Version rollback/redo

Undo/Redo is a basic capability for most editors, and document editing is no exception. Earlier we mentioned the concept of real-time collaborative versioning, where each user action may be split into multiple atomic actions.

In this scenario, Undo/Redo involves both the recovery of falling disk data and the handling of conflicts during the restoration of user operations. In a collaborative scenario, if some operation data of others is received during the editing process, will the Undo Undo operation of others be reversed?

In fact, the idea of Undo based on OT algorithm is relatively simple. Usually, invert() is implemented for each atomic operation, and a new atomic operation is generated and applied.

The transform function can be divided into IT and ET, and Undo can be implemented in two ways:

  • Inv & IT: invert + inclusion transformation
  • ET & IT: exclusion transformation + inclusion transformation

Regardless of the algorithm, the basic idea of OT for Undo is to convert the inverse of an operation (the operation to be undone) into a new form based on the effect of those operations performed after the operation, so that the transformed inverse can achieve the correct Undo effect. However, if the user receives a new collaborative operation during editing, when the user performs Undo, the atomic operation generated through reverse operation also needs to be conflicted with these new collaborative messages to ensure the final consistency.

data

For cells that support rich text, in addition to setting some properties of each cell, including data format verification, function calculation, width and height, border, fill color, etc., it is also necessary to maintain some data of rich text format and associated pictures in the cell. These data in the face of hundreds of thousands or even millions of cells, data transmission and storage also bring a lot of challenges.

The revision and restoration of revision records, how to optimize memory, how to optimize the size of data, how to efficiently use data, how to reduce the time and space complexity of computation, etc., have become some difficult problems faced by the data layer.

END

The above list only takes up a small part of the entire Excel project, in addition to workers, menu bars, various features like data formats, functions, images, charts, filtering, sorting, smart drag, import and export, region permissions, search and replace, Each feature faces a variety of challenges due to the complexity of the project.

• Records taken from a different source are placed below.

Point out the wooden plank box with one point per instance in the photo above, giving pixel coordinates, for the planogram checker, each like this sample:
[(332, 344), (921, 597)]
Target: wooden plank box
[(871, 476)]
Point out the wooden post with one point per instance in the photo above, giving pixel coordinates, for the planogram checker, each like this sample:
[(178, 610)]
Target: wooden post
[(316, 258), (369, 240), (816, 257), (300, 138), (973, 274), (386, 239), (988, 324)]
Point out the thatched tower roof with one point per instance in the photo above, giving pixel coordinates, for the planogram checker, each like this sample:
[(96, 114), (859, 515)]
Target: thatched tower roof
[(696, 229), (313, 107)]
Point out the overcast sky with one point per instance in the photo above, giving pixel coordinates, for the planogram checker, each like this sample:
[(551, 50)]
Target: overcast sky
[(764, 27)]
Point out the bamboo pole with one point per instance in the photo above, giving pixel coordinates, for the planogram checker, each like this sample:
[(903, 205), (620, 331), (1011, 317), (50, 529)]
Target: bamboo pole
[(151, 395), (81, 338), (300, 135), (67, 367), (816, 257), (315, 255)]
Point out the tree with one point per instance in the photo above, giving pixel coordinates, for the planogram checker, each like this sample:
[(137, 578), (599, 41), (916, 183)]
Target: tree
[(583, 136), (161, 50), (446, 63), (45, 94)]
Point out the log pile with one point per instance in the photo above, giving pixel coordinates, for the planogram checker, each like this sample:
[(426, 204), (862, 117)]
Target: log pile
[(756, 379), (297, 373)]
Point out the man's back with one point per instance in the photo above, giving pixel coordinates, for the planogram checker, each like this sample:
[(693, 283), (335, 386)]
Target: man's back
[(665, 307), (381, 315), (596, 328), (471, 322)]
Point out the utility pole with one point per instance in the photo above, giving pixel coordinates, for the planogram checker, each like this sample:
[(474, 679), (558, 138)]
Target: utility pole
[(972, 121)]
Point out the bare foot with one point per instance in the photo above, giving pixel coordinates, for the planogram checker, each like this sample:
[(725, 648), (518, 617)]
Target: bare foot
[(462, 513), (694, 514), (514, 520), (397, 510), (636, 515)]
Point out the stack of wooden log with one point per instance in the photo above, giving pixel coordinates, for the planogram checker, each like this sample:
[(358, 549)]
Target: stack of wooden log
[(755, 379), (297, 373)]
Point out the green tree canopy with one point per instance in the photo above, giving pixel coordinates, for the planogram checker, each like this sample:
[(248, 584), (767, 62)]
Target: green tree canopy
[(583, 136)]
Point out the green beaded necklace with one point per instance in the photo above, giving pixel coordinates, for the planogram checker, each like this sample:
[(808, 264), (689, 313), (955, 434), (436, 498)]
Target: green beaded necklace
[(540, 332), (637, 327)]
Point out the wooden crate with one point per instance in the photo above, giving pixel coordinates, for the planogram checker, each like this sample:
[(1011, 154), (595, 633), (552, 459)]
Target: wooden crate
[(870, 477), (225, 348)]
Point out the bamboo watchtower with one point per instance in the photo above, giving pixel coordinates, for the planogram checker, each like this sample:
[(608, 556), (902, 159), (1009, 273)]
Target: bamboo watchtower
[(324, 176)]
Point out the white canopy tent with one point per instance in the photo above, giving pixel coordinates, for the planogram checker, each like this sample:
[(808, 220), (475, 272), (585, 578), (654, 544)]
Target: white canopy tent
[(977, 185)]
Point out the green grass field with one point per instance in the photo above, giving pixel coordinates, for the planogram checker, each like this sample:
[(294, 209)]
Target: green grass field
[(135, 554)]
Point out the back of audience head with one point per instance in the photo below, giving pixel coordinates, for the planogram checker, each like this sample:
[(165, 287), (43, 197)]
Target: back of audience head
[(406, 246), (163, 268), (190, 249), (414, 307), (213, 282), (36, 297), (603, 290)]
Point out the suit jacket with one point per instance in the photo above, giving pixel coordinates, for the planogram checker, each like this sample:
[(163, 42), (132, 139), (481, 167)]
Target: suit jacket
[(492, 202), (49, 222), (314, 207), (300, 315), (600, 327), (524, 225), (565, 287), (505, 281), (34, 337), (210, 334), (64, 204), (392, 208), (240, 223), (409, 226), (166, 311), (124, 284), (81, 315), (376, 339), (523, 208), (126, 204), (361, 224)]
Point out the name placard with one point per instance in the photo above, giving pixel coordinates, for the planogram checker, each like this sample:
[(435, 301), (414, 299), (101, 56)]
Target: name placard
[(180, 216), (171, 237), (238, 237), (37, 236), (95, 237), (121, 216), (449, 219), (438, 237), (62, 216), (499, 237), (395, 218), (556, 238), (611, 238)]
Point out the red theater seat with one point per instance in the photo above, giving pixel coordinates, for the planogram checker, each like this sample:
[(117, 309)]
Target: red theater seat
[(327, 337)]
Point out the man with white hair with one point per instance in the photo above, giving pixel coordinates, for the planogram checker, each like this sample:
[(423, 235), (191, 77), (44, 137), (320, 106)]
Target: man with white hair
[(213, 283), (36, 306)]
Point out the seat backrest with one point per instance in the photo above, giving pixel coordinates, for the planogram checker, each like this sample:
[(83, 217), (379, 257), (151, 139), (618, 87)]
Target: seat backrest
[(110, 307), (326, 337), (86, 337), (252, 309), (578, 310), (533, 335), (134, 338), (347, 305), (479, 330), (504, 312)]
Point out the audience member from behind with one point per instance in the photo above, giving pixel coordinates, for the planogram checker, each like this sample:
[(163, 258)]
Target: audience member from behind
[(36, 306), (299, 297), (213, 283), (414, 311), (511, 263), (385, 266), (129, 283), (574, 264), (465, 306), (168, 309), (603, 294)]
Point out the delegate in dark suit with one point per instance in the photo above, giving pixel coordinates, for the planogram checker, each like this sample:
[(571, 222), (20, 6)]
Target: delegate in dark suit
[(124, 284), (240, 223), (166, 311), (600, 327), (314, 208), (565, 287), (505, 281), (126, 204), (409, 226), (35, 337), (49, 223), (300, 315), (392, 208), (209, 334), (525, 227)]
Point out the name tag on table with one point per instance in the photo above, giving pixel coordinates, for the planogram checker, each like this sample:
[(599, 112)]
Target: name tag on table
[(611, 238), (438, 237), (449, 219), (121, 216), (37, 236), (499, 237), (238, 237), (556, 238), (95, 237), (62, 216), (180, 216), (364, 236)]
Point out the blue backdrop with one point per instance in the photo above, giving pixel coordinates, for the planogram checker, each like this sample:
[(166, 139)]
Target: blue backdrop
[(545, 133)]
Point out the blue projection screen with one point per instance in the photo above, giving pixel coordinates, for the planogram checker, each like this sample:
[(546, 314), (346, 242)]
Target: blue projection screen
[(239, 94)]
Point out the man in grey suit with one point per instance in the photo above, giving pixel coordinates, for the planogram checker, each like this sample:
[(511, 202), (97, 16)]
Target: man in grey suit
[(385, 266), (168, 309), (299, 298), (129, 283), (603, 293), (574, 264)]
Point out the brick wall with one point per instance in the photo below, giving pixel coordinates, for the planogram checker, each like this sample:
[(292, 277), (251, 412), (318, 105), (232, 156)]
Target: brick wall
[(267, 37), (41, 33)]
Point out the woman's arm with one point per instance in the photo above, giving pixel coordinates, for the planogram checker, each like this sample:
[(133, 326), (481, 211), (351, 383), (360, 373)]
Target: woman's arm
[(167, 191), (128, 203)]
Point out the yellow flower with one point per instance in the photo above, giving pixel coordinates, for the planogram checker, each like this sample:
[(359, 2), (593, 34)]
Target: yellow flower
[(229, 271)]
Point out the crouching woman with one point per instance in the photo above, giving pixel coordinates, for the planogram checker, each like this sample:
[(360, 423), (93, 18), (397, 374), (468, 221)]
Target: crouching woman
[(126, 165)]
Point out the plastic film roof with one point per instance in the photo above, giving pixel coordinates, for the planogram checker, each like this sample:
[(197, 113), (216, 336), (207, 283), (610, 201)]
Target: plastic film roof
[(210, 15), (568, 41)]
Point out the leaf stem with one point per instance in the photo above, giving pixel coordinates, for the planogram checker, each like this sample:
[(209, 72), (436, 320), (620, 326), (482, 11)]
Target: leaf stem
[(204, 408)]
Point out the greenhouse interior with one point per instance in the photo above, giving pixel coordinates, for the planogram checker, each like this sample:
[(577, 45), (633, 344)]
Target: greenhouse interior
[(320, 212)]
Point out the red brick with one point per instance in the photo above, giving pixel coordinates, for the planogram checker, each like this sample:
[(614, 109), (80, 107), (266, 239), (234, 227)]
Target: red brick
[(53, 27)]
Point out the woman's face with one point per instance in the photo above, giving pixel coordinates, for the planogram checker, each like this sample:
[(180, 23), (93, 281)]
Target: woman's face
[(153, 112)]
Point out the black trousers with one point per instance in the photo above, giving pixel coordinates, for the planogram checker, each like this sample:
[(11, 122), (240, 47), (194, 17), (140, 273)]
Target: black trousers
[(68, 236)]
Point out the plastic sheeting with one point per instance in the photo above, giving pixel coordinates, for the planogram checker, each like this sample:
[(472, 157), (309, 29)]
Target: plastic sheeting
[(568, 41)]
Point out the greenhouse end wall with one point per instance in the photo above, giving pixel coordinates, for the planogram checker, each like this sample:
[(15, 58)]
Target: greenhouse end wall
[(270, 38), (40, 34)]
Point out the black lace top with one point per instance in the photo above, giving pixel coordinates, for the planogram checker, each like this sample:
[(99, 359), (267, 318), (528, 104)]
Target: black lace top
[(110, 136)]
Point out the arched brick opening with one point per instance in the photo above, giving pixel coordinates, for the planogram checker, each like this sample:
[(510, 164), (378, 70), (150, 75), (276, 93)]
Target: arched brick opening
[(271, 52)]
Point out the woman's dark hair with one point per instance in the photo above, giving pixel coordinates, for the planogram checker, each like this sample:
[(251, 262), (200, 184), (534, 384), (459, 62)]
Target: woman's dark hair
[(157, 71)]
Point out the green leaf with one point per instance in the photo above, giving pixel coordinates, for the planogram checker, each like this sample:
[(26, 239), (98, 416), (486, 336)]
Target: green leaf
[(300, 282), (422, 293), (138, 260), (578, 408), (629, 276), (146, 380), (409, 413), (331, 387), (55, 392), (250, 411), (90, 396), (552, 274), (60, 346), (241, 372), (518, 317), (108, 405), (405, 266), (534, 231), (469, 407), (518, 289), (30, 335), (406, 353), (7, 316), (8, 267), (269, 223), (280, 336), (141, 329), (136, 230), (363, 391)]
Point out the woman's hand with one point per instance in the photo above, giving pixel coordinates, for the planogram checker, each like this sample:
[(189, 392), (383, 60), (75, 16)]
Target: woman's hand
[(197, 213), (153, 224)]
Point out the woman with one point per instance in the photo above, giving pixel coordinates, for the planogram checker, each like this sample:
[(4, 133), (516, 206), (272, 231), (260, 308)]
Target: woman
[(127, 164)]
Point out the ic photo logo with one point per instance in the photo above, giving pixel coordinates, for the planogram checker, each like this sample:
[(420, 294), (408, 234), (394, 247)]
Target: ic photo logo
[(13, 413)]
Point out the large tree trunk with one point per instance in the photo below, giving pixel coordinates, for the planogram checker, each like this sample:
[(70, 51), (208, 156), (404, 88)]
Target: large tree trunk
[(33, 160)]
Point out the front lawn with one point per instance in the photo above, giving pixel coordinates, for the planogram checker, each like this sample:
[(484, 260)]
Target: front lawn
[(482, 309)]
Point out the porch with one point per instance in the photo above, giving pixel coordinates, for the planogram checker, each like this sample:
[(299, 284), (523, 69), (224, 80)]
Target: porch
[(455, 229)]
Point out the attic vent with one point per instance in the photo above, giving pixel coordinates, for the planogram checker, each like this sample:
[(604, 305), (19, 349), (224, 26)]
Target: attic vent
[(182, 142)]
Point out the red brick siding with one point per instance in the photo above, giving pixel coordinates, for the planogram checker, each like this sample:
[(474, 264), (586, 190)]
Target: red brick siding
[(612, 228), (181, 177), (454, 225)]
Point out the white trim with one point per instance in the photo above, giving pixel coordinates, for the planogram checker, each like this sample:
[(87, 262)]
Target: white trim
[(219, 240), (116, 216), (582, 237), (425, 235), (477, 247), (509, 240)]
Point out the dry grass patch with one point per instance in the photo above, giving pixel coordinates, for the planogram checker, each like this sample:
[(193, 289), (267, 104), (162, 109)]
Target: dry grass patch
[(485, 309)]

In addition, functional decoupling between modules, how to organize and design the architecture of 100W+ code, how to optimize the code loading process, problems caused by multi-party collaboration, maintenance/readability of the project, performance optimization and so on are all problems that we often need to think about.

conclusion

The biggest feeling of working on a project like this is that you don’t have to scratch your head to think about what else a project can do, because there are so many things that can be done. Code quality, maintainability, and readability are also often underrated for many businesses. Because of the limitations of the project itself (relatively simple), we often cannot find the points that we can dig deeply. Therefore, we have to improve efficiency as much as possible through automation and configuration, but what we can do is also limited, and our growth is also limited.

People often joke about the low ceiling at the front and say they are facing obsolescence at 35. Regardless of personal interests, enthusiasm and their own bottlenecks, most of the time, conditions are not allowed, the business scenario is relatively simple, so there is no scene to play their ability. I used to think it was ok to study after work, but wouldn’t you kill two birds with one stone if you just went to work and did what you loved?